Rachmaninov Corelli Variations Op 42
Rachmaninov’s Corelli variations were a ‘tour de force’ of technical brilliance and masterly control of sound. From the luminosity of the simple theme he was able to give such character to each of the variations. Even the sparkling cadenzas were shaped in such a musically way giving meaning to the notes that were just musical shapes of exquisite beauty and excitement. The tumultuous final octaves at the end were allowed to vibrate as the theme magically reappeared on a cloud of sound much as Bach’s Aria in the Goldberg variations returns after a momentous voyage of discovery.
A remarkable recital from a pianist that over these few years has matured into a artist of great stature. The little Mazurka op 24 n.2 was the perfect way of thanking his faithful public after his fifth performance at St Mary’s. We look forward to many more occasions of appreciating the great artistry of this young musician.
Andrzej Wierciński is a semi finalist of the XVIII International Fryderyk Chopin Piano Competition in Warsaw in 2021. Over the last decade Andrzej has earned an impressive string of awards at prestigious Polish and international piano competitions – most notably winning 1st Prizes at: the International F. Chopin Competition “Golden Ring” in Slovenia (2014), the International F. Chopin Competition in Budapest (2014), the International Neapolitan Masters Competition in Naples (2018), the First Vienna International Music Competition (2019), the International Piano Competition in Saint-Priest in France (2019) and the 46th Polish F. Chopin Competition in Warsaw. Those prizes have included many concert engagements abroad, golden medals and cooperation with recording labels in Europe and the Far East, as well as gaining for Andrzej an expanded following of listeners to his music. For example, during the visit to Japan in 2015 of the President of Poland (H. E. Bronisław Komorowski), Andrzej played a Chopin recital in Tokyo in the presence of Princess Masako Owada. In 2015 the KAWAI company invited him to play in Asia whilst in 2019 Andrzej performed a special recital for the Cobbe Collection Trust of historic instruments at Hatchlands Park in the UK, then playing on the 1845 Erard used by Thalberg. He has played concerts in most European countries – including several in the UK – as well as in Canada, Japan and Indonesia. He has performed at significant venues throughout Holland – Het Concertgebouw, and in Slovak Philharmonic and in Warsaw at the Łazienki Królewskie (Chopin’s statue). Andrzej has also collaborated with the best orchestras in the country, such as the National Philharmonic Orchestra and the Polish National Radio Symphony Orchestra.

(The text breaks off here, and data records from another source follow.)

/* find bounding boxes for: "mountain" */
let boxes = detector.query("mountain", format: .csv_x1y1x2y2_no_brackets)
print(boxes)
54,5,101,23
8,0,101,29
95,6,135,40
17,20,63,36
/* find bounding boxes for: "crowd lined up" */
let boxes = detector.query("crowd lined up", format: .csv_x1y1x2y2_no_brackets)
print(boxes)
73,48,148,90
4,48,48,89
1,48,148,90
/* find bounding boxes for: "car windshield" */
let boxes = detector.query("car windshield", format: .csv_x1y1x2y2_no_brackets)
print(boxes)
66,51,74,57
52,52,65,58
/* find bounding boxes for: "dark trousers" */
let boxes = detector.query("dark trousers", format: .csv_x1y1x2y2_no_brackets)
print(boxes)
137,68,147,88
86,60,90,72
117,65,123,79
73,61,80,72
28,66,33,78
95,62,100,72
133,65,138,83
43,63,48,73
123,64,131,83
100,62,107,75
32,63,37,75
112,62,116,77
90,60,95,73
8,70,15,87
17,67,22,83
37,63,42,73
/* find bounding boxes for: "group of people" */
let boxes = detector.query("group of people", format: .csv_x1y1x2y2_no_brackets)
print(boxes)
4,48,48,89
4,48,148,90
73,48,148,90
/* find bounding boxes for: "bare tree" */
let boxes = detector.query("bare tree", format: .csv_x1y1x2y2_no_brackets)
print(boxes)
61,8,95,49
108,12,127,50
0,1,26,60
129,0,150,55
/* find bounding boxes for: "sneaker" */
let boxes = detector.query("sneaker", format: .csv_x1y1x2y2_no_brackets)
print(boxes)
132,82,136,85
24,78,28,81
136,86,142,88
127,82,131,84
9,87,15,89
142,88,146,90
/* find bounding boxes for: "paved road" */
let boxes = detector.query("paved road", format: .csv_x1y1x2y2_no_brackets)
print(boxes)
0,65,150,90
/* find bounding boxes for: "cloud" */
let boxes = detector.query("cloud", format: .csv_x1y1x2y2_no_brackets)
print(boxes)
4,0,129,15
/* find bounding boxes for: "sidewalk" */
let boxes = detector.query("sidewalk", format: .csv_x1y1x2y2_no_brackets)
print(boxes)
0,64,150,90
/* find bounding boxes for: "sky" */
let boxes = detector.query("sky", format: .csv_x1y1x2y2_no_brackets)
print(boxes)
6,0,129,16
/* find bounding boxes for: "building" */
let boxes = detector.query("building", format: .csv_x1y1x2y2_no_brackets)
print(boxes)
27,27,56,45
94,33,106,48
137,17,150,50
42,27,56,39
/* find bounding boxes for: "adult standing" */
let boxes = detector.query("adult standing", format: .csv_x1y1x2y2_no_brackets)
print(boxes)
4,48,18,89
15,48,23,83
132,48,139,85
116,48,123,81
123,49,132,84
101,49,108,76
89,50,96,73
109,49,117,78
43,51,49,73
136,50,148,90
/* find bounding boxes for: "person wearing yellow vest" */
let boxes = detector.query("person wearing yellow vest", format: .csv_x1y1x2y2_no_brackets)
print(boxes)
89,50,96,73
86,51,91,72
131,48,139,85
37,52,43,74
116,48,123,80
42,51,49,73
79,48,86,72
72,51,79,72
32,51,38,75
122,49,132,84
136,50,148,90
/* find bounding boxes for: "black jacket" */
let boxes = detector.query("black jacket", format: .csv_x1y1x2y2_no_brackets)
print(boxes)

In developing his music career Andrzej has taken part in international master courses conducted by eminent pedagogues such as Michel Beroff, Dmitri Alexeev, Akiko Ebi, Andrzej Jasiński, Lee Kum-Sing, Anna Malikova, Dang Thai Son. He has also benefited from invaluable advice and encouragement from Daniil Trifonov. Andrzej Wierciński holds Artistic Scholarships from the Sinfonia Varsovia Foundation, the Krystian Zimerman Scholarship and the YAMAHA Foundation. In 2016 he released his first CD (of works by Chopin, Schumann and Scarlatti).